Asa tidak menjawab. Ia hanya berjongkok, membuatku bisa mencium bau keringatnya. Hueh, ini agak menggiurkan. Aromanya sebelas berbanding dua belas dengan aroma lezat ikan asin.

Melihat dia tidak mengatakan apapun setelah berjongkok di hadapanku, aku pun kembali menggigit benda yang tadi kuletakkan—sebuah tali hitam—yang sepertinya merupakan bekas sebuah gelang. Aku lalu menyodorkannya pada Asa dengan mulutku.

Sebelah alis Asa terangkat menatapku. Ia ragu-ragu menarik pelan tali hitam itu dari mulutku. "Apa ini," gumamnya heran sambil memutar-mutar gelang itu di depan matanya, dan mengamatinya. "Buat apa kau memberiku tali hitam berpasir."

"Hei, setidaknya hargai pemberianku!" geramku. Kesal dan marah.

Asa menatapku dengan kilat mata heran. "Hmm?" Ia menatap lagi tali di tangannya sekilas. Tampak menerka-nerka. "Apakah ini...," Asa mencoba melingkarkan tali itu di pergelangan tangannya dan mengikat simpul ujungnya, "...gelang?"

"Iya," jawabku ketus.

Untung saja otaknya bekerja dengan becus sehingga bisa mengenali benda apa itu.

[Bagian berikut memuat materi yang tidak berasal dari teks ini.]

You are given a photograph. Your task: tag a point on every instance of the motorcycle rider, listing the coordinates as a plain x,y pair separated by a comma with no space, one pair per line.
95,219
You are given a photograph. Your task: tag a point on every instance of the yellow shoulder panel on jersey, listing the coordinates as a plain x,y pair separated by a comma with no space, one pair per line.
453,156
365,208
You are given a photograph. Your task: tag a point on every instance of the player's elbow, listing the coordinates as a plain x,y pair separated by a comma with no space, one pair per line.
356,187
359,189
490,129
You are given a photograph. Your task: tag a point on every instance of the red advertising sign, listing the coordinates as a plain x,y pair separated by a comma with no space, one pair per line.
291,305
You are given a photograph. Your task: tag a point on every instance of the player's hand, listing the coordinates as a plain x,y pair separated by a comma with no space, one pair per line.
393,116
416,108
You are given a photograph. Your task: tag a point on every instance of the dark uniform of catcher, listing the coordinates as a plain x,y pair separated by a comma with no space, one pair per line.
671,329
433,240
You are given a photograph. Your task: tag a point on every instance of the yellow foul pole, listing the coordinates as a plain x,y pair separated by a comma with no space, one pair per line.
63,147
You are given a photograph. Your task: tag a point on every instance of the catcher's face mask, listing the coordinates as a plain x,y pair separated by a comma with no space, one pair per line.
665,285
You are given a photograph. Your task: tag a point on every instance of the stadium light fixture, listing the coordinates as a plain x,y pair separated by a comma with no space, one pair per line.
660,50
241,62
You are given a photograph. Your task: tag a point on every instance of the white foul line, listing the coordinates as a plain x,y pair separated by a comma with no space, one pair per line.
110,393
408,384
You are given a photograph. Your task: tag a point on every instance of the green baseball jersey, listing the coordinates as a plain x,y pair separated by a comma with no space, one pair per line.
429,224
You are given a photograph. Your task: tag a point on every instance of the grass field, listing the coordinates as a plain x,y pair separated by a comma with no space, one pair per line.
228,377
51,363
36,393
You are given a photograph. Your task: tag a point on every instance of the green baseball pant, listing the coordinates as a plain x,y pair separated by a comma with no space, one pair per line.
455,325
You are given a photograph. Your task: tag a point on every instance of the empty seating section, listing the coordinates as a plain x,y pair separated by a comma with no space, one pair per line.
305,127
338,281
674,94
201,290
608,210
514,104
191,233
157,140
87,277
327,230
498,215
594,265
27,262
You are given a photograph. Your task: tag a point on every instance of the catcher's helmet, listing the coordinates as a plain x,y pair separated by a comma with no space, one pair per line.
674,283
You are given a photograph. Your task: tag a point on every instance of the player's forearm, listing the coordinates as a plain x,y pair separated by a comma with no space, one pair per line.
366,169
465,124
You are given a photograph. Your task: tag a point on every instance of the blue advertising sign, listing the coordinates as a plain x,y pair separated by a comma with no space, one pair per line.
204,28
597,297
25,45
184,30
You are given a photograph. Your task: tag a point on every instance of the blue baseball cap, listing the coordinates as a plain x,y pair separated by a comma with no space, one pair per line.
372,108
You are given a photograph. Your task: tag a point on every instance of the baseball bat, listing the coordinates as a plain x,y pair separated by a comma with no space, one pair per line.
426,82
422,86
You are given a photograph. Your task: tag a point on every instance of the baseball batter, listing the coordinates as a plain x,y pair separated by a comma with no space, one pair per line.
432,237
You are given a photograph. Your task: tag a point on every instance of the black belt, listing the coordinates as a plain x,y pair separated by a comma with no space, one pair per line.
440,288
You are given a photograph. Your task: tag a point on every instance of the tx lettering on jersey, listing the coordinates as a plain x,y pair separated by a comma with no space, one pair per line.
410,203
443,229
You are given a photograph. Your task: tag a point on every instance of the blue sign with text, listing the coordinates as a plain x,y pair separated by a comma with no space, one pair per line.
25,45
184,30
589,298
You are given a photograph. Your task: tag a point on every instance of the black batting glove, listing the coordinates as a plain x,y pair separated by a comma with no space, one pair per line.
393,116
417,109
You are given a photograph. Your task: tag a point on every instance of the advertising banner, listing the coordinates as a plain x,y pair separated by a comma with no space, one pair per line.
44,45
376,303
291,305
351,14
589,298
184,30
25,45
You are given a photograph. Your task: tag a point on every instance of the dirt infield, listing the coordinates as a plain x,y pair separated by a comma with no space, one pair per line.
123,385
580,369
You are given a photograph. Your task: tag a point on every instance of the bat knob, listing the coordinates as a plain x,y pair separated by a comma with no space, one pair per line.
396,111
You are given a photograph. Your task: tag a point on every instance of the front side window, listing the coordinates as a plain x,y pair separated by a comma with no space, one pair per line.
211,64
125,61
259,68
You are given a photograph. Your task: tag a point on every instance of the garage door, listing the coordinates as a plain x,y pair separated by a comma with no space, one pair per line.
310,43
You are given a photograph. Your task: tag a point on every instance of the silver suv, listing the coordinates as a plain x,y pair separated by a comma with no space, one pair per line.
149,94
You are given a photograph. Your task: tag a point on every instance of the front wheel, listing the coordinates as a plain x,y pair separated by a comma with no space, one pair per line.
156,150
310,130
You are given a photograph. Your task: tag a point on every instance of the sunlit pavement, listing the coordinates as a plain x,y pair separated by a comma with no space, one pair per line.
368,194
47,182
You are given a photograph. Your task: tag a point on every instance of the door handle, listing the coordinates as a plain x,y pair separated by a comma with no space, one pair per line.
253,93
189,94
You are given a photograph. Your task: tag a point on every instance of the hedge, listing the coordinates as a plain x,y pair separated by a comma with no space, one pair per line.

"Wah..." Asa terkekeh. "...sepertinya benar." Ia mengelus-elus kepalaku dengan tangan kananya yang masih dilingkari gelang hitam itu. "Terima kasih, kalau begitu. Nanti aku akan mencucinya." Ia kemudian mengangkatku ke dalam dekapannya. "Ngomong-ngomong, Ita belum pulang. Kau bisa masuk, kok."

"Aku tidak bilang aku ingin masuk."

"Tidak perlu malu-malu."

Aku sedikit terkejut mendengar respon Asa. Apa mungkin?—ah, kurasa tidak. Mungkin hanya kebetulan saja. "Terserah," gumamku.

Asa membuka pintu depan rumahnya lalu menurunkanku. Ia melepas sepatunya lalu meletakkannya ke rak usang. Di dekat jendela. Kemudian ia berjalan menuju lemari es dan membukanya. "Apa kau mau makan? Aku masih punya sosis."

"Hm," gumamku malas sambil meloncat ke atas sofa yang nyaman dan mengambil posisi tidur. Rasanya aneh jika mendadak merasa damai dengan Asa.

Tidak lama kemudian, pemuda itu sudah duduk di sofa tempatku tidur. Dia duduk di sampingku lalu dengan lancangnya membangunkanku. Dan menyodorkan sebatang sosis yang sudah dikuliti.

"Kalau bukan karena makanan, sudah kugigit kau dari tadi karena berani mengganggu tidurku."

Aku kemudian menggigit sosis itu. Mengunyah. Menelan. Asa memegangi ujungnya sambil mengelus-elus buluku seperti biasa.

"Aku jadi ingin memeliharamu lagi, kalau seperti ini."

"Jangan!"

Asa berkedip beberapa kali. Kemudian tertawa kecil. "Kau menggeram. Apa itu sebuah penolakan?"

"Iya, bodoh!"

"Kukira begitu," gumamnya. "Yah, terserah saja," ucapnya kemudian dengan ekspresi tidak peduli.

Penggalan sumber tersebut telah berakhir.